Die Bar25 hat sich am Anfang eine Genehmigung beim Baumamt geholt und dann ist da in den ganzen sieben Jahren nie wieder jemand gekommen. Wenn man an die ganzen Bauwerke denkt, die danach noch entstanden sind, ist das ein Wahnsinn. Was gerade bei uns und Clubs wie dem Stattbad Wedding oder dem Sisyphos passiert, ist eine neue Zeit. Das Ordnungsamt geht gerade mit einer Sense durch Friedrichshain. Ich glaube, dass dieses Technoveranstaltungsuniversum, wie das der Bar25, so neu war damals, dass sie nicht begriffen haben, was da vor sich ging. Jetzt werden Bücher darüber geschrieben. Diese Art Kulturbetrieb ist so bekannt, dass die Behörden sich das gar nicht mehr erlauben können darüber hinwegzusehen.
Ist es noch immer so, dass es so ungenehmigt laufen kann, so lange sich niemand offiziell beschwert?
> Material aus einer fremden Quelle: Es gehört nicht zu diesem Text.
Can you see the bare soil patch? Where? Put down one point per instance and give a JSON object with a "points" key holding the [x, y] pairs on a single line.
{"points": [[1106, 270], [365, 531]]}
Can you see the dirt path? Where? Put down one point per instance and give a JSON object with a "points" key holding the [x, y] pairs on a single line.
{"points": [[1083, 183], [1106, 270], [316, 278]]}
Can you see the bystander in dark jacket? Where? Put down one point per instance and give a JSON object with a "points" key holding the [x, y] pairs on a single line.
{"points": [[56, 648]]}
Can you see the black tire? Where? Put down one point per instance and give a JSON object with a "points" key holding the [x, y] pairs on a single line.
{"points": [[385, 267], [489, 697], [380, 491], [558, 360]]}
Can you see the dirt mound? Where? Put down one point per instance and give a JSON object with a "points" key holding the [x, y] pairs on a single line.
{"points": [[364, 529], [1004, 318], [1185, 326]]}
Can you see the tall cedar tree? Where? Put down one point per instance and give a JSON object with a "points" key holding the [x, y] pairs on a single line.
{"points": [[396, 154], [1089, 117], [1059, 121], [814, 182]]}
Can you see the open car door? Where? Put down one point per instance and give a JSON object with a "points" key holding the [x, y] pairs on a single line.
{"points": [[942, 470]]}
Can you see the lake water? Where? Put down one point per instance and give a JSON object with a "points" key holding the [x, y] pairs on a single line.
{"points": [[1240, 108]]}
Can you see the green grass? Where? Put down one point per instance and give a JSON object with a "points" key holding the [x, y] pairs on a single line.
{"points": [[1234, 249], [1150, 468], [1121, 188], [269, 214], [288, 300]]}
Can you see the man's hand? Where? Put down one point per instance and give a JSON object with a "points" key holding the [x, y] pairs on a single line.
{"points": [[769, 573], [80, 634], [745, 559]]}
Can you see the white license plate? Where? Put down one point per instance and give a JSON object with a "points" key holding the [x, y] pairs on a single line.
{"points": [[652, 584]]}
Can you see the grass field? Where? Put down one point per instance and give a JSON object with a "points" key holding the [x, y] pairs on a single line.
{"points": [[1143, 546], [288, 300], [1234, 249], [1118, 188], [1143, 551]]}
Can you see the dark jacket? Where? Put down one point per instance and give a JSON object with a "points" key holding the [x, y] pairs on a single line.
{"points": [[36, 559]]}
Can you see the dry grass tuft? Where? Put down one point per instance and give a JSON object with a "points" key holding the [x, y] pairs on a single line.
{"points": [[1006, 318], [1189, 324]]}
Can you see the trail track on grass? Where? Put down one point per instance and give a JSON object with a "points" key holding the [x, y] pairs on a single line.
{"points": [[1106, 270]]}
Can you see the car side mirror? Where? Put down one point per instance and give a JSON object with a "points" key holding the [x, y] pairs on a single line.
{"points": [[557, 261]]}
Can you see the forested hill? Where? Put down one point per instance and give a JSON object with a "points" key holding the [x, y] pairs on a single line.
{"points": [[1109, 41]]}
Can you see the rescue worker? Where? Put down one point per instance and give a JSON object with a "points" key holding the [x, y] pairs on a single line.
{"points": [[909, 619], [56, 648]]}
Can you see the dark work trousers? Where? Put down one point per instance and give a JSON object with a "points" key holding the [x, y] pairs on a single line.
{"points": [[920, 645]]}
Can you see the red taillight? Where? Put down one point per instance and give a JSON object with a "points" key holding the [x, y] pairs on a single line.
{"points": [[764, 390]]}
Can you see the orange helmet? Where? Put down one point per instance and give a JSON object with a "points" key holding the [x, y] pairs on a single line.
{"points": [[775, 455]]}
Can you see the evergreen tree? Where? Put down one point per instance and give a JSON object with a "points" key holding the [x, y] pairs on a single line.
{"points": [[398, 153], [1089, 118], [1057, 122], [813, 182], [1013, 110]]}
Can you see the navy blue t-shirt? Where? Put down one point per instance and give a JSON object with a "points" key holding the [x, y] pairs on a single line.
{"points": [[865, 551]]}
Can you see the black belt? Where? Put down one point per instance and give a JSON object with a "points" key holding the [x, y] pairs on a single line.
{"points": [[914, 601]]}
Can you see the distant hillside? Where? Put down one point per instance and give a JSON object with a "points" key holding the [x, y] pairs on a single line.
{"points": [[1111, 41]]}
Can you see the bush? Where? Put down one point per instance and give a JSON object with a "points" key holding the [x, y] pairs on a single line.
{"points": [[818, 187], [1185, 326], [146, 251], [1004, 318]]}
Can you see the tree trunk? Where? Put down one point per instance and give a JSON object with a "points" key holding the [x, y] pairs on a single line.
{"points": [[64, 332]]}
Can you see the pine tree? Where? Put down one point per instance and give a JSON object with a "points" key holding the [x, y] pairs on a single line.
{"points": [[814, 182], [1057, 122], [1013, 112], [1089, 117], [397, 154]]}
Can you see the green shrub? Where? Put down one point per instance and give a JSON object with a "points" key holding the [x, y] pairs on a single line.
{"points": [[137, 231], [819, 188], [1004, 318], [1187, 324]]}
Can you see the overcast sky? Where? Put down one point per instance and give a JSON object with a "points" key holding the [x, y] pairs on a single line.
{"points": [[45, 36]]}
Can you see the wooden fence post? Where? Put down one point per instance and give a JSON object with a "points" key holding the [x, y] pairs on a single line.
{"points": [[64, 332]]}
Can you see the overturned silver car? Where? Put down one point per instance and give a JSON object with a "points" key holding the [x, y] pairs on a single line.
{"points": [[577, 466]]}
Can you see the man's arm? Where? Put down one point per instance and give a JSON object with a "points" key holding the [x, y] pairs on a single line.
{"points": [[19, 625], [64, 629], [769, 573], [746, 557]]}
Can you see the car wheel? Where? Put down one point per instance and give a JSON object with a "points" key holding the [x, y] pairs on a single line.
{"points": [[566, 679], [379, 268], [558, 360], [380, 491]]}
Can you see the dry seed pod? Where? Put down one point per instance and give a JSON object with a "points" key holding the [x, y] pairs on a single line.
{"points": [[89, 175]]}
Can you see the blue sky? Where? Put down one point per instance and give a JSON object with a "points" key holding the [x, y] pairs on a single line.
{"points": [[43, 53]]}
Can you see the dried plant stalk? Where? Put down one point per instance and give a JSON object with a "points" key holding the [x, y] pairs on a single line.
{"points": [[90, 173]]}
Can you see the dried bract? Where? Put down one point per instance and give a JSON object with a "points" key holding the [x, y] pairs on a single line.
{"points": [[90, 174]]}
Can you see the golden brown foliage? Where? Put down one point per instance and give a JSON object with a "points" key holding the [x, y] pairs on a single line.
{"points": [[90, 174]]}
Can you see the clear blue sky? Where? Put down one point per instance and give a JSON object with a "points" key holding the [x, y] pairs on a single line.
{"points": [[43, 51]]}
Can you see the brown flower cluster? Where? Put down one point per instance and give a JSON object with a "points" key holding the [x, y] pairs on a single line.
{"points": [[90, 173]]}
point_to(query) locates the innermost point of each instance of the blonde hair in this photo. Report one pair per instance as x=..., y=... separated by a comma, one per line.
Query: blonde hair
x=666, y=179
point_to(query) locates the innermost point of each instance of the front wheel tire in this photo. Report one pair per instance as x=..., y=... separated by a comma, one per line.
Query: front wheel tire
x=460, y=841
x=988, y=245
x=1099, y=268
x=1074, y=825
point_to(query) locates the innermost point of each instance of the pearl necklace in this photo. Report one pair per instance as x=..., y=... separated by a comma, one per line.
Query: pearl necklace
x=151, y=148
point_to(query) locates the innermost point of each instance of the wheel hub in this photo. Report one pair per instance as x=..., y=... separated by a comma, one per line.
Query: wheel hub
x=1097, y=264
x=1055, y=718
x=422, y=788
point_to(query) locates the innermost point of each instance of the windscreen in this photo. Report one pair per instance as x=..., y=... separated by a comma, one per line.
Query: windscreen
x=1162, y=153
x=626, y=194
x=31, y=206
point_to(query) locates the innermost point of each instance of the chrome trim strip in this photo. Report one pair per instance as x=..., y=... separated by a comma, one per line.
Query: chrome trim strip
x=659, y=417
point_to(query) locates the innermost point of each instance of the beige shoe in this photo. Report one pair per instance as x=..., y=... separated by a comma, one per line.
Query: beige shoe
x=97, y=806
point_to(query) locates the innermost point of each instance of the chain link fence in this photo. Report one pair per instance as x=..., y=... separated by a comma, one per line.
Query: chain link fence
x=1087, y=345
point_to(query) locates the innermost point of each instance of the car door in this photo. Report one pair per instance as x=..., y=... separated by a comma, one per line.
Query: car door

Die meisten Clubs sind ja angemeldet, nur vielleicht nicht genau mit dem, was sie machen. Aber die Ämter sind total überlastet, um dem ganz genau nachzugehen. Sobald aber eine Anzeige eingeht, müssen sie das.
Was ist der alltägliche Unterschied zwischen damals und heute?
Auch wenn sich das jetzt so altklug anhört: Es war einfach eine ganz andere Zeit. Heute arbeiten wir mit Asana, Dropbox und Google Drive und Regeln und Rechten. Und damals war es das Marktplatzprinzip: Man saß in einer großen Runde zusammen und hat gemeinsam die Saison geplant. Das war sehr anarchistisch, aber am Ende war das Ergebnis immer rund und echt. Das war eine geile Blaupause für einen Kulturbetrieb.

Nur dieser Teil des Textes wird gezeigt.